In life, you only really need one person. Someone who loves the real you no matter what, someone you fear to loose. That's what Keri is for me. She's my person. I can't stand how beautiful she is when she laughs, her head tilted back and her eyes bright, hair falling gracefully around her shoulders. I love when she laughs. I love when we laugh. My favourite memory of ours is actually just after my mother died. Keri took away my pain the way clouds take away sun-you don't realise it's happening until suddenly it's gone. We were lay on our backs in her garden as the warm sun peaked through the trees at us, it was so calm as she took my hand and slowly rubbed her thumb against mine. I glanced at her, she sat up and pulled a funny face as she did so. She threw one leg over me so that she was perched sitting on my stomach and that's when she began to tickle me. The more she tickled me the more I laughed. All the pain and grief and mourning slid away in an instance due to something so simple as a tickle.
Before my mother died (well, before I moved in with Keri) I was always told my feelings towards other girls were "wrong". I hold the word wrong in quotation marks because it's not wrong. When I was around 15 the kids at school would pass me and shout "L is for lesbian", it never really got to me but all the kids would then laugh and scurry away and it did knock my confidence a little. Now i'm old enough to realise that L is for love. it doesn't matter who you love, if you love someone you can't help that. But anyway...where was I?

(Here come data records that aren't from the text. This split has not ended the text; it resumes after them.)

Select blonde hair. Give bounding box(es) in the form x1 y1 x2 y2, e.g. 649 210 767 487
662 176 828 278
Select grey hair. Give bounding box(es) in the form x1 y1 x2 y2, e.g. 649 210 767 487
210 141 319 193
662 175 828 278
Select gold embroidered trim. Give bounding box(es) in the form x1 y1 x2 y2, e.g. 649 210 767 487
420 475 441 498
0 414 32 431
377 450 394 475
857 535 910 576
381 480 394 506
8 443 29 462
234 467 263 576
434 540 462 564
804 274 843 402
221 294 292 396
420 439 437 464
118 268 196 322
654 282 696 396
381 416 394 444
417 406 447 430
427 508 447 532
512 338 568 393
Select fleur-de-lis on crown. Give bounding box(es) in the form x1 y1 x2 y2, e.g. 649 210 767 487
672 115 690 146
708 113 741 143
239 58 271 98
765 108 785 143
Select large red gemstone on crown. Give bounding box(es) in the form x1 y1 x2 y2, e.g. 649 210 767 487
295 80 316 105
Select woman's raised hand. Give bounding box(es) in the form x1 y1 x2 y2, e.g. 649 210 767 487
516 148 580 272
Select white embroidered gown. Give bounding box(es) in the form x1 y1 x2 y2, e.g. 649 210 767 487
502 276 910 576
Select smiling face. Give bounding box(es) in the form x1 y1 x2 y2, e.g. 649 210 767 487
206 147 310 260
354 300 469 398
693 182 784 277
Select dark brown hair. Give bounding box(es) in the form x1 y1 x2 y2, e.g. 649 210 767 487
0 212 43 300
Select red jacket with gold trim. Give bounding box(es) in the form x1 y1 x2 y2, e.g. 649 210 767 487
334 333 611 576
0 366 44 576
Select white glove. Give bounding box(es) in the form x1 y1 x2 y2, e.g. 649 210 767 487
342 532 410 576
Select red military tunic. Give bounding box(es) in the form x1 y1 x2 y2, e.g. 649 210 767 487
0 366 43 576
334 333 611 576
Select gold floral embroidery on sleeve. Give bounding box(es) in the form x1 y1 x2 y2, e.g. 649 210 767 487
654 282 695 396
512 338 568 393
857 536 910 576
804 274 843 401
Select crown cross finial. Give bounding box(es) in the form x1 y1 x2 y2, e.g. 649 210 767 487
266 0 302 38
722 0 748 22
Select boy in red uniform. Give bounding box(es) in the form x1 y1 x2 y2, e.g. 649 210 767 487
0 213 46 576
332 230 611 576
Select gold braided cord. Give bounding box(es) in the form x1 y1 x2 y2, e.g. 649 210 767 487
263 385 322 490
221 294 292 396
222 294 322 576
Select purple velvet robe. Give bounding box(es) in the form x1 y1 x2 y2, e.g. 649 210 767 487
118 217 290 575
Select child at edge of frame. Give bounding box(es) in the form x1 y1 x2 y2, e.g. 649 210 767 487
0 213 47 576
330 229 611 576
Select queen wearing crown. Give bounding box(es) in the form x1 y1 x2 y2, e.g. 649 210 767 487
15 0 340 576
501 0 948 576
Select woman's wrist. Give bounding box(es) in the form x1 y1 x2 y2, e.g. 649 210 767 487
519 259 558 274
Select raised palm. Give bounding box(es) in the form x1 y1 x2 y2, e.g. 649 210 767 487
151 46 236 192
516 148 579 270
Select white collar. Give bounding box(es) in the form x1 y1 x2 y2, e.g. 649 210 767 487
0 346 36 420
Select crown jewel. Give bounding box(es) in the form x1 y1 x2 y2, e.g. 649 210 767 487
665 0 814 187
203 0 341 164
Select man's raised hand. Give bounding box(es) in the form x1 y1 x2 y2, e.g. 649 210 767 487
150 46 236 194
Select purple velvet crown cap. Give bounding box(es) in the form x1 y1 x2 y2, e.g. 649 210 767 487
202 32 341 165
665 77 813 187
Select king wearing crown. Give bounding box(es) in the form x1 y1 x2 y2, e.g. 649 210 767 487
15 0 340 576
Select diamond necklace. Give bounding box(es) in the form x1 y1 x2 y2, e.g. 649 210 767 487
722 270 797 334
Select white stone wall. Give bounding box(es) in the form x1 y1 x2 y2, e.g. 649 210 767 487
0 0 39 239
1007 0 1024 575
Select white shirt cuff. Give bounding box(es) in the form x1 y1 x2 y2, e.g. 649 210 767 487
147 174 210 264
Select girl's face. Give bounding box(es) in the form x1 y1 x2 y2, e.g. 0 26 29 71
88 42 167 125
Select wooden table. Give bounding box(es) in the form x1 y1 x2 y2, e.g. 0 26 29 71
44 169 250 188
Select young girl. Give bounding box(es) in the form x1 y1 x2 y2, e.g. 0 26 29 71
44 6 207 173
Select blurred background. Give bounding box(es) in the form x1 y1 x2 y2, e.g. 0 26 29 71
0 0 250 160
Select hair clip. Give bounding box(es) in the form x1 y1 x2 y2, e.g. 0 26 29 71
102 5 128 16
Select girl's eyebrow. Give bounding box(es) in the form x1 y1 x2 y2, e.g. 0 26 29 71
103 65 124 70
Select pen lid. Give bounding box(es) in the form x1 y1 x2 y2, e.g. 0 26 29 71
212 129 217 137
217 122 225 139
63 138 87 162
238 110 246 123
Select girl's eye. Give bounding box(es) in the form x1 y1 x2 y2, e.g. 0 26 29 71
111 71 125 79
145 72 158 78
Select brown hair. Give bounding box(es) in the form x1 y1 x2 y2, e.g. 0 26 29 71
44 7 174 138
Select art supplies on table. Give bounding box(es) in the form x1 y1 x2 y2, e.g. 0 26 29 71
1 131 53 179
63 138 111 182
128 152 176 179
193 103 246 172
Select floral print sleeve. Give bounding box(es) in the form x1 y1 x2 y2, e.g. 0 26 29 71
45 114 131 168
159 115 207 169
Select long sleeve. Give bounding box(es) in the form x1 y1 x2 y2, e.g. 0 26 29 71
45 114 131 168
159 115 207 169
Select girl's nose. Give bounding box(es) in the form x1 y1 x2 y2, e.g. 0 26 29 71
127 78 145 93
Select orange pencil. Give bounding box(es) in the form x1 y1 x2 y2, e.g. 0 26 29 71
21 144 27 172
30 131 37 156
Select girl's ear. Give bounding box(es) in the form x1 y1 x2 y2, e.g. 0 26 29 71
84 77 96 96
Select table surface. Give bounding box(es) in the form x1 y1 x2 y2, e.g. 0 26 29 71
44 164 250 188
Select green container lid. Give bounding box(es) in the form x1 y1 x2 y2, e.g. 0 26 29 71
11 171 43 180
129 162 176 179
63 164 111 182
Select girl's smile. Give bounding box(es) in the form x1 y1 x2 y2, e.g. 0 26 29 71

Keri and I have only had sex twice and we've been seeing each other for 3 years. we're more of the 'cuddle and watch movies' type of people, but those two nights where we did have sex we're the best two nights of my sex-life. I've tried it on with boys and it just didn't work. Keri on the other hand is exactly how I imagined sex to be ever since I was about 17 years old. It sends tingles down my spine even just thinking of her soft hands slowly sliding up my body and...you get the gist.
I never want to loose Keri. It almost happened once a few months back and i've never felt so empty inside in my whole entire life because, well, that girl is my life. It started as a silly argument over what to have for dinner and surely corrupted into a fight over finance issues, the usual I know. She stormed out and slammed the front door of the house closed as she did so and in result of this I collapsed into a ball on the floor of her 1 bedroom apartment. I cried until I couldn't see thinking that when she got back she would expect me to have backed my backs and left, and so that's what I did, spent my night in a hotel just down the street from where Keri's house is. You may be wondering why I didn't go visit my dad and the sad truth is I don't know him.
In the morning after our fight I went back to Keri's and as soon as I walked through her door is the second time we had sex (the first time had been in the public bathroom of a nightclub because everyone has did that at some point). Make-up sex. After that we both came to the conclusion that we couldn't live without each other.We all need someone like Keri, we all need someone who loves the real us no matter what, someone we fear to loose. If you, the reader are in mind of someone after reading this then I encourage you to get that person. Hold on to them, turn their dark into light. After all, L is for Love.